In a further improvement, the third semiconductor epitaxial layer subsegment is formed by forming the third semiconductor epitaxial layer by epitaxial growth and then selectively etching the third semiconductor epitaxial layer.

In a further improvement, the thickness of the third semiconductor epitaxial layer is 5nm or less.

In a further refinement, the charge balance structure comprises:

the thickness of the second semiconductor epitaxial layer in a direction from the second side of the gate trench to the drain metal layer has a varying structure, and the bound charge density at the interface of the first heterojunction is adjusted by adjusting the thickness of the second semiconductor epitaxial layer and thus the drift region electric field distribution is adjusted and made uniform.

In a further improvement, the second semiconductor epitaxial layer is divided into more than two second semiconductor epitaxial layer subsections according to different thicknesses in a direction from the second side surface of the gate trench to the drain metal layer.

In a further improvement, in a direction from the second side surface of the gate trench to the drain metal layer, the thicknesses of the second semiconductor epitaxial layer subsections are sequentially increased or sequentially decreased or sequentially increased first and then sequentially decreased after increasing to a maximum value or sequentially decreased first and then sequentially increased after decreasing to a minimum value.

The further improvement is that each second semiconductor epitaxial layer subsection is formed once after the second semiconductor epitaxial layer is formed, and then the thickness of the corresponding second semiconductor epitaxial layer subsection is obtained through an etching process.

Or, each second semiconductor epitaxial layer subsection is formed through multiple times of epitaxial and etching processes.

In a further improvement, the lengths of the second semiconductor epitaxial layer subsections are the same or different.

In a further improvement, in a direction from the second side of the gate trench to the drain metal layer, the thickness of the second semiconductor epitaxial layer gradually increases or gradually decreases as a function of one time, or gradually increases as a function of one time and gradually decreases as a function of one time after increasing to a maximum value, or gradually decreases as a function of one time and gradually increases as a function of one time after decreasing to a minimum value.

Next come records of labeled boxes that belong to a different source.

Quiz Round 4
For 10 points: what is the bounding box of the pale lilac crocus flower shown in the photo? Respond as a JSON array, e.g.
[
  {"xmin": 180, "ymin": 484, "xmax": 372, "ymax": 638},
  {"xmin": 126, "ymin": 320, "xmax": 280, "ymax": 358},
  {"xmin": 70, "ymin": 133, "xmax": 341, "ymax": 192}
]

In a further improvement, the material of the gate dielectric layer comprises silicon oxide or aluminum oxide;

the gate conductive material layer comprises a polysilicon gate or a metal gate.

In a further refinement, the first semiconductor epitaxial layer has a first conductivity type doping or has a second conductivity type doping or is undoped.

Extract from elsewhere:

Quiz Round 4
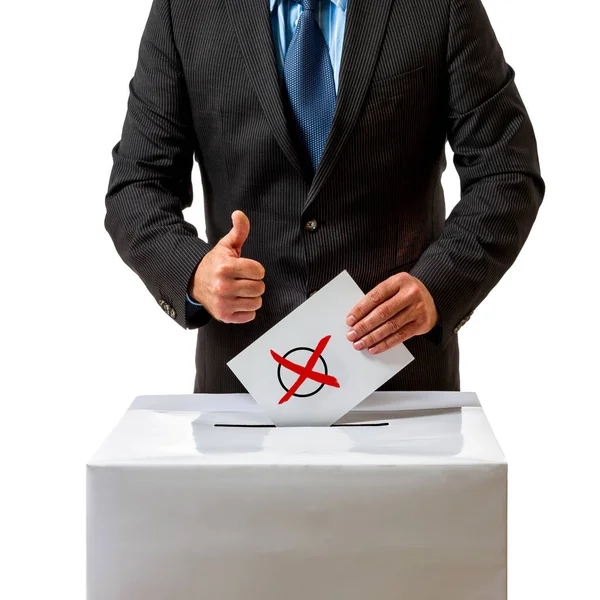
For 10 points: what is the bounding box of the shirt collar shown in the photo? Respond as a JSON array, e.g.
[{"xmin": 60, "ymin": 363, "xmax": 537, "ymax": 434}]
[{"xmin": 269, "ymin": 0, "xmax": 348, "ymax": 11}]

The invention can realize the cut-off of the two-dimensional electron gas by forming the trench gate and penetrating the bottom of the gate trench of the trench gate under the two-dimensional electron gas, so that the formation of a conduction channel between a source and a drain is not controlled by the two-dimensional electron gas, but is controlled by the trench gate, and the conduction and the cut-off of the conduction channel are controlled by an inversion layer formed by inverting the epitaxial layer of the first semiconductor through the trench gate, namely the invention can realize the control of the conduction channel of HEMTs by adopting the trench gate of the MOSFET, so that the conduction and the cut-off of the conduction channel are controlled by the trench gate in the same way as the MOSFET, the threshold voltage of the planar high electron mobility transistor can be conveniently and independently adjusted, for example, the threshold voltage of a device can be adjusted by adjusting the work function of the gate conductive material layer of the trench gate, the thickness of the gate dielectric layer and the doping type and the doping concentration of the epitaxial layer of the first semiconductor, and conveniently realize the normally-off planar high electron mobility transistor; the two-dimensional electron gas of the conventional planar high electron mobility transistor is conducted and is a normally-open device, and the normally-closed planar high electron mobility transistor is conveniently realized by the method.

In addition, the invention can form a charge balance structure in the drift region between the trench gate and the drain metal layer and adjust the electric field distribution of the drift region through the charge balance structure, thereby being convenient to obtain the electric field of the uniformly distributed drift region, improving the breakdown voltage of the device or reducing the specific on-resistance of the device and the size of the device under the condition of keeping the breakdown voltage, and greatly reducing the energy loss of the device when the device is switched on; the invention can be applied to gallium nitride materials, fully exerts the advantages of the gallium nitride materials, reduces the manufacturing cost of gallium nitride devices and simplifies the process flow.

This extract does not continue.